Worm Infection in Children: Deworming, Symptoms, Appetite and Growth

Updated: May 2026

Worm infection is common enough in Nepal that families sometimes treat it casually. But heavy or repeated infections can affect nutrition, anemia, abdominal symptoms, and school performance.

Short answer: Worm infection in children is usually preventable and treatable. Deworming helps, but it works best when combined with handwashing, safe toilets, shoes, clean nails, and safe food and water.

Which Worms Are We Usually Talking About?

The common public health concern is soil-transmitted helminths: roundworm, whipworm, and hookworm. These spread through soil contaminated with human feces. Children are at risk because they play on the ground, put hands in the mouth, and may not wash properly before eating.

Pinworm is different and commonly causes night-time anal itching. Tapeworm and other parasites need separate assessment depending on history and stool findings.

Symptoms in Children

Possible symptom What it may mean
Abdominal pain, bloating, poor appetite Common but non-specific
Weight faltering or poor growth Think of nutrition, chronic infection, worms, TB, celiac, other causes
Pallor or tiredness Could be anemia, including hookworm-related blood loss
Anal itching at night Suggests pinworm
Visible worm in stool/vomit Needs treatment and hygiene measures

Deworming: What Parents Should Know

WHO recommends preventive deworming in children living in areas where soil-transmitted helminth infection is common. Albendazole or mebendazole is commonly used in public health programmes.

In Nepal, deworming is often delivered through child health and school-based activities. Parents should not give repeated random doses every few weeks without advice. If symptoms continue after deworming, the diagnosis may be something else.

When to See a Doctor

  • Severe abdominal pain or vomiting.
  • Abdominal distension with inability to pass stool or gas.
  • Blood in stool.
  • Persistent diarrhea or weight loss.
  • Severe pallor, weakness, or breathlessness.
  • Repeated worms despite treatment.
  • Child younger than 1 year needing medication advice.

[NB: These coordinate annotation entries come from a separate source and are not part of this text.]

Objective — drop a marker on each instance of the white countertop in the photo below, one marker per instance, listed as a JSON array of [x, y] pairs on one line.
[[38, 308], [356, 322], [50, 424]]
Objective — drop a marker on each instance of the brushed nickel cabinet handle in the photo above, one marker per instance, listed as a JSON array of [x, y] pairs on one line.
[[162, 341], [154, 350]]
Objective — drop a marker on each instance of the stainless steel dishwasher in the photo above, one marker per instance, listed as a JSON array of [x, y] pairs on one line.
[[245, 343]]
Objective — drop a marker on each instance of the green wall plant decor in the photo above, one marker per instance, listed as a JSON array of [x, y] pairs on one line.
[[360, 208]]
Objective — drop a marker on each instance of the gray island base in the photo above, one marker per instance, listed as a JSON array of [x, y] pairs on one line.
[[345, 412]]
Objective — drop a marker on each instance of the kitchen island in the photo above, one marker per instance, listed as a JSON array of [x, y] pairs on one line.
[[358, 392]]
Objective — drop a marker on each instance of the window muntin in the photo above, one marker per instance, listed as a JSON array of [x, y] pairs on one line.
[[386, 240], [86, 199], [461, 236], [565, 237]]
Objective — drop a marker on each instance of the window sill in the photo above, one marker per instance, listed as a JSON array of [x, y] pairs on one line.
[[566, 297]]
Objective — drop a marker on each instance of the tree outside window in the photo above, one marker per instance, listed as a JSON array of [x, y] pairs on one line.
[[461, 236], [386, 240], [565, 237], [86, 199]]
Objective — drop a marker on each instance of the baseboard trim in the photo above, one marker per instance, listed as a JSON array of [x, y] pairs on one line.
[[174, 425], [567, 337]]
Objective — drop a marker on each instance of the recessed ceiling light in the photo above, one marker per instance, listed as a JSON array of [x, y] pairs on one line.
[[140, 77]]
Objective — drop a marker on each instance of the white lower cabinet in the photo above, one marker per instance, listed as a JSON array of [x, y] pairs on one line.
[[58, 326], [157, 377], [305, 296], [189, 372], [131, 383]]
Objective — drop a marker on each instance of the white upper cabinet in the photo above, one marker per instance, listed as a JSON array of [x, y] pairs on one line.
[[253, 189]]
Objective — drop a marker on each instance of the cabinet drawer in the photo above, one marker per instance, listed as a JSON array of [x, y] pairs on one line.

Prevention That Actually Matters

  • Handwashing with soap after toilet and before eating.
  • Use toilets; avoid open defecation.
  • Trim nails regularly.
  • Wash fruits and vegetables properly.
  • Use safe drinking water.
  • Wear slippers/shoes outside, especially where hookworm is common.
  • Treat household clusters when pinworm is suspected, as advised by a clinician.

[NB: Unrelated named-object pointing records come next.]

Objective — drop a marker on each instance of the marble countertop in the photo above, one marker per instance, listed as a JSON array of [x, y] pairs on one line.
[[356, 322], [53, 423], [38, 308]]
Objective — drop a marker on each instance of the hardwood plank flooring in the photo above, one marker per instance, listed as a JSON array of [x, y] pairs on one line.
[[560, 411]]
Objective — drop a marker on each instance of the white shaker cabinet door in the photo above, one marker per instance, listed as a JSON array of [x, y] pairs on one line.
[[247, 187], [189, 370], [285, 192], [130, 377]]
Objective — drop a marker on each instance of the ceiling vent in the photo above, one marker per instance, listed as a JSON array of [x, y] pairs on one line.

Worms Are Not the Answer to Every Poor Appetite

Parents often ask for deworming whenever a child is not eating. Sometimes that is correct, but many children eat poorly because of frequent snacks, excess milk, anemia, constipation, chronic illness, poor feeding routine, screen distraction, or normal picky eating.

If the child is growing well, active, and has no red flags, appetite alone may not mean worms. Growth chart matters more than daily food drama.

My Take

Deworming is useful, but sanitation is what prevents reinfection. If the same child keeps getting worms, the family should look at toilets, handwashing, footwear, nails, food hygiene, and school environment.